Over the last four years, the Laboratory has built a comprehensive platform for genome sequencing, data analysis and drug studies to advance the development of new, targeted cancer therapies. The Laboratory has implanted human tumors from a wide range of cancers into NSG mice to create what are called patient-derived xenografts, or PDX. PDX tumors are grown and expanded in the mice, yielding information about how the cancers change over time as well as a hugely valuable data and research resource for studying human cancer.

It's a challenging process, and not all tumors "take" and grow in mice. Nonetheless, JAX has established more than 300 PDX models from patient tumors so far, including bladder, brain, breast, colon, kidney, lung, ovarian, pancreatic, skin and other cancers. The Laboratory is now targeting high-risk, metastatic tumors for the PDX program, including those that have or acquire resistance to targeted therapies.

"The PDX program is a great place for us to start," says Thomas Openshaw, M.D., a medical oncologist who heads up cancer research at Eastern Maine Medical Center's Cancer Care of Maine in Brewer. "It allows us to identify different drugs that can be used on the xenograft, to zero in on what a particular patient's tumor might respond to."

A focused outgrowth of the PDX program, the Maine TNBC study may be small in scope, but it establishes critical infrastructure for growth in the rapidly emerging field of genomic medicine, says Susan Miesfeldt, M.D., a medical oncologist and director of the Cancer Risk and Prevention Program at Maine Medical Center in Portland.

"The goal is to start building bridges between basic research scientists and clinicians caring for women with triple-negative breast cancer," she says. "We have never done a project like this. We're all incredibly busy clinically, but now we have The Jackson Laboratory as a scientific partner to help ground the project. This pilot project will really help to establish and build the infrastructure for the future."

Progress toward patient avatars

While the PDX program provides a solid foundation of knowledge and resources, the benefits to patients are indirect. The next step in the cancer xenograft story is to use a similar platform to create "avatars," mouse stand-ins for specific human patients in which therapeutics can be tested and treatments refined. Eventually, researchers expect to be able to assign a team of mouse avatars to a specific patient, so testing of second-line drug therapies can take place while the patient undergoes initial standard of care treatment. Although a full-blown clinical trial of this patient-specific avatar model may take a few years, the Maine TNBC study will pave the way, Openshaw says.

"Clinical research is a rising tide that lifts all boats," he says. "It allows us to think more deeply and be better informed, with enormous benefits for the patients and clinicians in our practice and for the people of Maine."

Hope for the future

For Trish Ropp, that future is unknown. Still, she remains philosophical about her cancer and its treatment.

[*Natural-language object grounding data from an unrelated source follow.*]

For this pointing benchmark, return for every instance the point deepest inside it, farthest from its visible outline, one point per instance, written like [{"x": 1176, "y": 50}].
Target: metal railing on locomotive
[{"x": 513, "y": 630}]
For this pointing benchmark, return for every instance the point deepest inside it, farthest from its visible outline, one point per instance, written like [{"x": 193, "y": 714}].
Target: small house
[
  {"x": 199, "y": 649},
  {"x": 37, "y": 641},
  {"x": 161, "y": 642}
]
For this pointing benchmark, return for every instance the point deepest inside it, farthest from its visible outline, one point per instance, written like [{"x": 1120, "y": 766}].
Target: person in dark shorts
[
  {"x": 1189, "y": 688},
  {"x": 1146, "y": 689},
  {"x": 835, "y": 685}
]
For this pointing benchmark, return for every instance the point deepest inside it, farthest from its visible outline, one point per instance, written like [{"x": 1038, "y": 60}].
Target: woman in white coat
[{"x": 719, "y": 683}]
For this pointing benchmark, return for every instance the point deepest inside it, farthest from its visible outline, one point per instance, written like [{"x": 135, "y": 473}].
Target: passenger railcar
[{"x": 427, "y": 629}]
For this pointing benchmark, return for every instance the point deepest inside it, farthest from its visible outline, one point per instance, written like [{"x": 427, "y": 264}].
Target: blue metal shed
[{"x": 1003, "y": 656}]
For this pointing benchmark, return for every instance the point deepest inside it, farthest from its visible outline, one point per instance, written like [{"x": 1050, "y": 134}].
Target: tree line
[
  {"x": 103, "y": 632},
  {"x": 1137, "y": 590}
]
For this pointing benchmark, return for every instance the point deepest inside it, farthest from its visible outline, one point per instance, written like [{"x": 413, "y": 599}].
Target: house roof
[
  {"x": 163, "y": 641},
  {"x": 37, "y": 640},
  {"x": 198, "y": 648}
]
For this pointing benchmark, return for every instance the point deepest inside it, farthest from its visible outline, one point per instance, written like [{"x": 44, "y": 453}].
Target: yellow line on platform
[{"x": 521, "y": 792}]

"It could be years before they crack whatever code there is," she says. "And this cancer of mine could come back anywhere—my brain, my liver, my lungs. And if it comes back, the chemo I had this time won't be much use to me. So what I really have to fight with now is my own good health and my commitment to exercise, diet and serenity."

She credits scientific research for having improved the outlook for breast cancer patients in the past, and takes inspiration from patients who have tried out new drugs and procedures as they have become available. She has told her physicians that she would be honored to have her cancer tissue used in the new pilot study.

"I understand there is no gain to me directly," she says. "But in a small way, maybe I can help grow our understanding of what makes triple-negative breast cancer what it is. We're very lucky that most breast cancers are very treatable now. It would be nice if triple-negative were treatable, too."